いや、本当に凄いと思った時に相手を褒め称えるのはいいけど、思ってないのに褒め称えるのは嘘臭くて嫌ですけどね。「こいつは凄い!」と思ったら、たとえ敵であっても仄かな尊敬の念が、時には憧憬すら湧いてくるもので、大橋を一蹴したリカルド・ロペスを見た時は、何もできなかった大橋を貶す気にはなれず、すっかりロペスファンになっている自分がいました。柔道の場合、そういうのがないんですよ(100キロ超級のリネールは凄いらしいけど見てない)。
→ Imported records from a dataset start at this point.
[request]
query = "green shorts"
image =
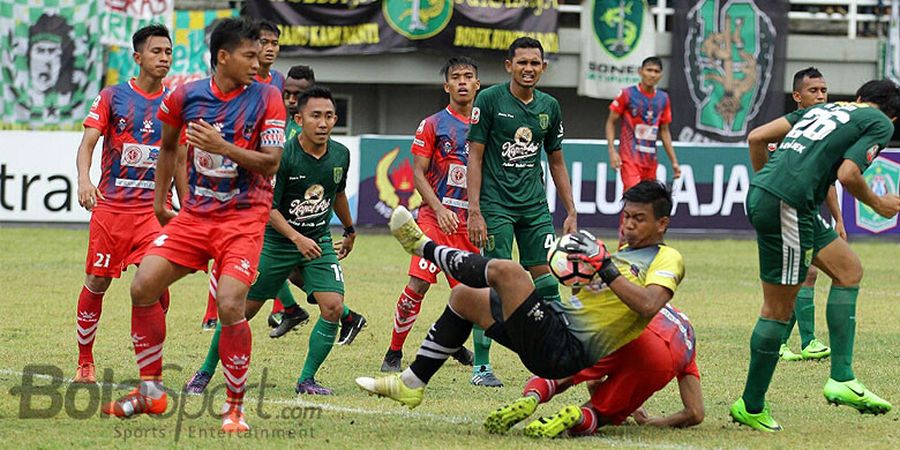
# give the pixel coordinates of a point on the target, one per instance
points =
(787, 239)
(277, 260)
(533, 231)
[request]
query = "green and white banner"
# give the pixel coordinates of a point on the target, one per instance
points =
(51, 61)
(616, 35)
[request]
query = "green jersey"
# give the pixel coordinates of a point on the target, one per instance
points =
(305, 188)
(805, 164)
(513, 134)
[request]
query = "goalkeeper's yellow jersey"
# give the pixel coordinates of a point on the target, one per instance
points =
(600, 320)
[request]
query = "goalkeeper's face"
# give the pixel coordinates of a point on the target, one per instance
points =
(641, 227)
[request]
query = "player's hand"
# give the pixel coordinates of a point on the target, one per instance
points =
(614, 160)
(308, 247)
(88, 195)
(345, 246)
(570, 225)
(202, 135)
(447, 220)
(477, 229)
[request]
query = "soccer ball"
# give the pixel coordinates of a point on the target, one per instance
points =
(568, 272)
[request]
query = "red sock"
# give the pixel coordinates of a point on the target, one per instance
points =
(148, 333)
(164, 301)
(212, 311)
(408, 306)
(588, 425)
(87, 317)
(235, 345)
(544, 388)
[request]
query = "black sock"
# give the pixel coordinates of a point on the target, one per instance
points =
(446, 336)
(466, 267)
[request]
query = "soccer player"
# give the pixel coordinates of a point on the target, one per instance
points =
(122, 221)
(439, 154)
(234, 130)
(619, 384)
(821, 144)
(553, 339)
(646, 113)
(511, 124)
(810, 89)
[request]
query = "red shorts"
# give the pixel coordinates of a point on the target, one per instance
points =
(629, 376)
(233, 241)
(633, 172)
(118, 240)
(426, 270)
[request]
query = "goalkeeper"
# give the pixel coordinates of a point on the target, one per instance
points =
(553, 340)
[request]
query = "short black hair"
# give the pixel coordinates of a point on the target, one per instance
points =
(884, 93)
(524, 42)
(229, 34)
(268, 25)
(652, 60)
(458, 61)
(141, 36)
(302, 73)
(652, 192)
(809, 72)
(315, 92)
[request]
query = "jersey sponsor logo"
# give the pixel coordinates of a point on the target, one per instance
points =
(418, 19)
(521, 148)
(728, 85)
(213, 165)
(139, 155)
(313, 205)
(456, 176)
(618, 25)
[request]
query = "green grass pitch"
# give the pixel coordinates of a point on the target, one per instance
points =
(42, 272)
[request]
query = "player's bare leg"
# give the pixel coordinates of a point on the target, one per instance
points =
(842, 388)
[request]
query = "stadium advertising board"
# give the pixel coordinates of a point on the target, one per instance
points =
(381, 26)
(39, 182)
(729, 79)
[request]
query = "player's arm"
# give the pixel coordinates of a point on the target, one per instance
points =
(342, 211)
(201, 134)
(835, 209)
(87, 192)
(165, 170)
(560, 174)
(692, 413)
(477, 227)
(759, 139)
(851, 178)
(665, 135)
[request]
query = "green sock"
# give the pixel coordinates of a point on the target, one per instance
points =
(286, 297)
(790, 329)
(212, 355)
(805, 311)
(547, 287)
(841, 315)
(481, 345)
(320, 342)
(764, 346)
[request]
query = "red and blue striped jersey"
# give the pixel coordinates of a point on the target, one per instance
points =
(674, 327)
(249, 117)
(275, 78)
(642, 114)
(442, 138)
(126, 116)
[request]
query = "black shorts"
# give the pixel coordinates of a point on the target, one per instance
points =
(539, 333)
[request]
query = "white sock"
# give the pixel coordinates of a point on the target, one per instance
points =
(411, 380)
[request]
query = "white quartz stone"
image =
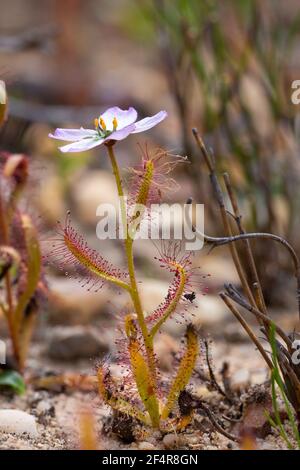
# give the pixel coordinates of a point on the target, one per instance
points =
(17, 422)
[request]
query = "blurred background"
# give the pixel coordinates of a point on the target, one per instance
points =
(224, 67)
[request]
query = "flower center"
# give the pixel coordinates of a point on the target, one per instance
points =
(100, 126)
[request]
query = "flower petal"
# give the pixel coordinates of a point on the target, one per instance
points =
(122, 133)
(73, 134)
(81, 145)
(147, 123)
(124, 117)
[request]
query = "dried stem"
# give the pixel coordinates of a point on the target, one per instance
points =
(247, 328)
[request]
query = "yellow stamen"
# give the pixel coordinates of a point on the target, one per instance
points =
(102, 123)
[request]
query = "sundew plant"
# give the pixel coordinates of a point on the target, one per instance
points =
(141, 393)
(20, 257)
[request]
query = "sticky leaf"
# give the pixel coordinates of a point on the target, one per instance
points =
(184, 372)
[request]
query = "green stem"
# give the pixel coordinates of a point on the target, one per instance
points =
(148, 341)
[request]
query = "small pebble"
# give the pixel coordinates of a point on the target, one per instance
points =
(18, 422)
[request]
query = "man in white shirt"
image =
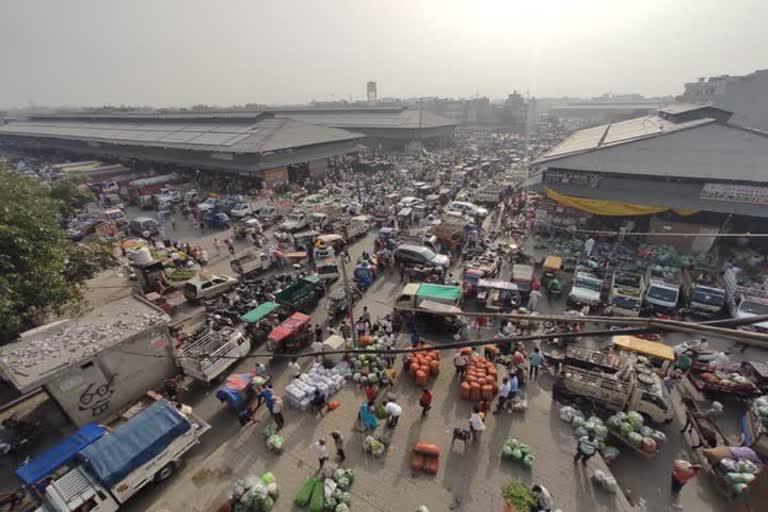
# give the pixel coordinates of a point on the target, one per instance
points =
(460, 362)
(544, 498)
(476, 424)
(394, 411)
(321, 451)
(504, 391)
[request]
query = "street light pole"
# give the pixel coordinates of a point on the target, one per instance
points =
(348, 295)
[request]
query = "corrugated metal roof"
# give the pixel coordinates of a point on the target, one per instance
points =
(613, 134)
(364, 118)
(712, 151)
(255, 134)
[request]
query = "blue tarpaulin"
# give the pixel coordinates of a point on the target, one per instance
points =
(134, 443)
(59, 455)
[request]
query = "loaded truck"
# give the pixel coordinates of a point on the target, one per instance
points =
(428, 299)
(98, 469)
(586, 288)
(663, 291)
(251, 262)
(641, 392)
(208, 353)
(703, 293)
(745, 302)
(626, 295)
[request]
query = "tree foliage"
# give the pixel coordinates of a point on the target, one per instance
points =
(41, 270)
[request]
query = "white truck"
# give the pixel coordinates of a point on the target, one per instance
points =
(102, 469)
(663, 291)
(622, 391)
(586, 288)
(626, 295)
(251, 262)
(209, 353)
(745, 302)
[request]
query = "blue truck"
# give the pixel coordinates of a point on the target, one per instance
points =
(98, 469)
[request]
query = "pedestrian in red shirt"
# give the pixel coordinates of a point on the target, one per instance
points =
(425, 401)
(682, 471)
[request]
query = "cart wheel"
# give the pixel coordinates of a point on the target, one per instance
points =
(165, 473)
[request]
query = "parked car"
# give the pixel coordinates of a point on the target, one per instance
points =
(419, 255)
(144, 226)
(200, 288)
(468, 208)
ところで、「礼節を重んじる武道としての柔道」はそのローカル性に支えられていたと思います。つまりローカルであるがゆえに明示不要の暗黙的了解事項がいろいろあって、それを皆が守るというところに成立していた。破る奴がいたら「非礼」の一語で排除することができた。仮に相撲が国際化されてオリンピック種目にでもなれば、競技者はルール上許されることは何でもやって勝とうとするでしょう。「非礼」というローカルなペナルティワードは通用しない。これじゃいかんというので色んな禁止事項が設けられ、それでも競技者は禁止の網をくぐって勝つ方法を見つけ出し、さらに新たな禁止事項が追加され…、という繰り返しとなって、結局ローカルだった時代の相撲とは似ても似つかぬものになっていくでしょう。国際化というのはそういうことだと思います。(昨今の相撲の国際化というのは外国人を入れるようになっただけで、彼らを相撲というローカル・ルールに「同化」させているのが現実だから上の国際化とは意味が違います)
だから国際化というものを「日本の文化を世界に広める」などと甘く考えてはいけないわけで、確かに文化の一部は広まるかもしれないが肝腎の部分は消え去る可能性が大きいのです。それでもいい、という決断をもって国際化は目指されるべきで、それではいけない、というなら国際化ではなくローカリティをしっかり守ることに力を注ぐべきです。
話が逸れちゃってますが、柔道の国際化については、今さらどうこう言ってもしょうがない気がするし、しょうがなくないとしても一傍観者にすぎない私にとってはどっちでもいいことです。ただ、日本の伝統的武道としての柔道と国際化とは相容れないだろうと思っています。